Day after day, I sat at my dad’s side trying to come to terms with the fact that he was going to die. I was never going to speak to him again. Rather, he was never going to speak to me. There was so much I wanted him to know, and I was afraid he didn’t know any of it. I wanted him to know how much I loved him and appreciated all he’d done for me. I wanted him to know I was glad he’d been my dad. I wanted him to know I was going to be okay, and I’d do my best to always make him proud.
My friends and coworkers asked about me and my dad daily. As I gave the updates, I confessed I didn’t have a good feeling. I should tell you this is my dad’s fault. He raised me to be a pessimist. Expect the worst and be pleasantly surprised if the best happened.
Almost two weeks later, you can color me pleasantly surprised. It was the doctors’ fourth or fifth day of their “sedation vacation”. My father was a bit more responsive but still very combative. Their plan was to put him back under and try again tomorrow. This was always their plan, and I was getting angry. Luckily, my dad had other plans. Despite his wrists being restrained, he managed to use the muscles in his neck to dislodge the tube halfway from his throat. On seeing this, the doctors called in the respiratory therapists. My stepmother and I were asked to leave the room while they worked. By this time, it was nearing lunch time. I told my stepmother I was going to have some lunch and would be back in the afternoon. When I returned a few hours later, my father was no longer intubated or sedated. He was wide awake, and I wept as I hugged him and told him the things I’d longed to say while he was unconscious.
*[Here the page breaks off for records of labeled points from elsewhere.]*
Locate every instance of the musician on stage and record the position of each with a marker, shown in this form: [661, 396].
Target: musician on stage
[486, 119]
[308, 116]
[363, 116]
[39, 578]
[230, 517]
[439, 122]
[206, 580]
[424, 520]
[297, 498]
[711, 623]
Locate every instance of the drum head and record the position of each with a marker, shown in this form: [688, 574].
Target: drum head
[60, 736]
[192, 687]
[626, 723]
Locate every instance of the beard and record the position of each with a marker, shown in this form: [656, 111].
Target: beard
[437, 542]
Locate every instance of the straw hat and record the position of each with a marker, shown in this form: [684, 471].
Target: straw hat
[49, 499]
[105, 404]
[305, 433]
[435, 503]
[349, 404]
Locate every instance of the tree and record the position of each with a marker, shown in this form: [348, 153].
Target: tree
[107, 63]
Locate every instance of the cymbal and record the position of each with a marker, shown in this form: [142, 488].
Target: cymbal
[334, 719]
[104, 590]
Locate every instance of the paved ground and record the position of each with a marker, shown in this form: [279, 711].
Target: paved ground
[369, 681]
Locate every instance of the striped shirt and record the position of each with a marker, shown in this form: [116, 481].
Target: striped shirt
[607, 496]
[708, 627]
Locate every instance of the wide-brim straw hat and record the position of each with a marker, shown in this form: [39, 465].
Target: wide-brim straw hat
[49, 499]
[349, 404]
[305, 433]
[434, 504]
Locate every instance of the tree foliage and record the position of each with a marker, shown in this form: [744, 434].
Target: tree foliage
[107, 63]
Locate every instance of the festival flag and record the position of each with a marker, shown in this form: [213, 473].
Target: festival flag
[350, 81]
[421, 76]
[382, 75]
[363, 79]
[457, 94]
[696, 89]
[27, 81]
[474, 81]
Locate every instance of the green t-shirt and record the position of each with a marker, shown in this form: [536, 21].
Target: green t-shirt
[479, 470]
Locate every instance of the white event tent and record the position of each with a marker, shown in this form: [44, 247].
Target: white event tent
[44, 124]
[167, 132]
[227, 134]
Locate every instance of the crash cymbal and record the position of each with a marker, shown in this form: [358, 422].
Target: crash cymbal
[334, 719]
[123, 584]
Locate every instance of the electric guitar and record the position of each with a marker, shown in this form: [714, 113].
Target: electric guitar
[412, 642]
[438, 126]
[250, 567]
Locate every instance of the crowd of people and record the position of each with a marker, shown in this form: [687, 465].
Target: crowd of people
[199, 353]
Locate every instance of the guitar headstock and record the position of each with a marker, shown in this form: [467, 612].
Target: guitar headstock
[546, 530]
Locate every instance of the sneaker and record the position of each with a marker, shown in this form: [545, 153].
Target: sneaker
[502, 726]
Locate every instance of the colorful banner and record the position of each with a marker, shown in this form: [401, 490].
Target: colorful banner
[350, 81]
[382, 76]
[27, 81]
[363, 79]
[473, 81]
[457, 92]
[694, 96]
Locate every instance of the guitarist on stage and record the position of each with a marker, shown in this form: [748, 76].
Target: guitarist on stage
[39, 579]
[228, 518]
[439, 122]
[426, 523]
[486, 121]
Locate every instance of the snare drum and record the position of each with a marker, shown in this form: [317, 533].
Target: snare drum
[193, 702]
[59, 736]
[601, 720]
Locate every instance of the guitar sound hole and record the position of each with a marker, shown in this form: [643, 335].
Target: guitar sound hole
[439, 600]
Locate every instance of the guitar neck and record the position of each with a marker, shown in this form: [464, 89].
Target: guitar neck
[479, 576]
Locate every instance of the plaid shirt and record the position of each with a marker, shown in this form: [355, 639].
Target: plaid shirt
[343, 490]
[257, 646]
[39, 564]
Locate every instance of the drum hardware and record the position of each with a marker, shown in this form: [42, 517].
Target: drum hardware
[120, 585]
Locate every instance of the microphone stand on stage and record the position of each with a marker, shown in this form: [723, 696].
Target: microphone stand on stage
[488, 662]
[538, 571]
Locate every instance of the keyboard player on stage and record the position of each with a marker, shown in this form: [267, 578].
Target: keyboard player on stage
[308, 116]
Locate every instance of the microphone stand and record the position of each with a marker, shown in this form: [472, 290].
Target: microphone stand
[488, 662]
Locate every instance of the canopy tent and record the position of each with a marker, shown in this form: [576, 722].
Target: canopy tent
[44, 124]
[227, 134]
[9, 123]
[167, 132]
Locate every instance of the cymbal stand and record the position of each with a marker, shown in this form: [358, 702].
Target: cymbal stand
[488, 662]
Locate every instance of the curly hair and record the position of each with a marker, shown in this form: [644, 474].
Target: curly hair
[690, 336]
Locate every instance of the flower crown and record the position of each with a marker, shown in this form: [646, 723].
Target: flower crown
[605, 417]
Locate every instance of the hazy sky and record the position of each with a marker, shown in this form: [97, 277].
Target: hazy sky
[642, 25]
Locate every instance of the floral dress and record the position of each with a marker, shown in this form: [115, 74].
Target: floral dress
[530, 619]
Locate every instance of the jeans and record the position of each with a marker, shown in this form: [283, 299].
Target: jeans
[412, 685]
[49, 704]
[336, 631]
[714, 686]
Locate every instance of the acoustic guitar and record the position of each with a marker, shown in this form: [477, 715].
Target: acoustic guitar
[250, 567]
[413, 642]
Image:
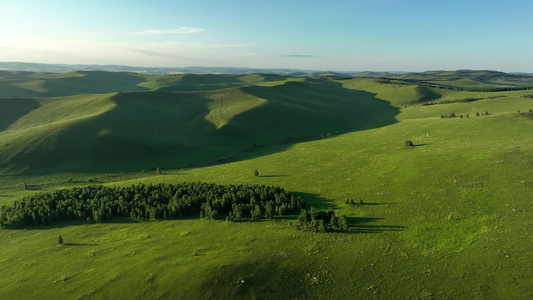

As you can imagine, during this ordeal, there wasn’t time to write. I wanted to write, knowing how it would heal at least me. The problem was I couldn’t bring myself to make the time. Certain my dad was going to die, I didn’t want to miss the last of the time I thought we had. I couldn’t let myself do that and regret it, especially if did pass while I was pounding away on my laptop.
With this ordeal sufficiently behind me, my dad’s been home from the hospital five days now, I’m finally able to write again and let me tell you what. It feels good!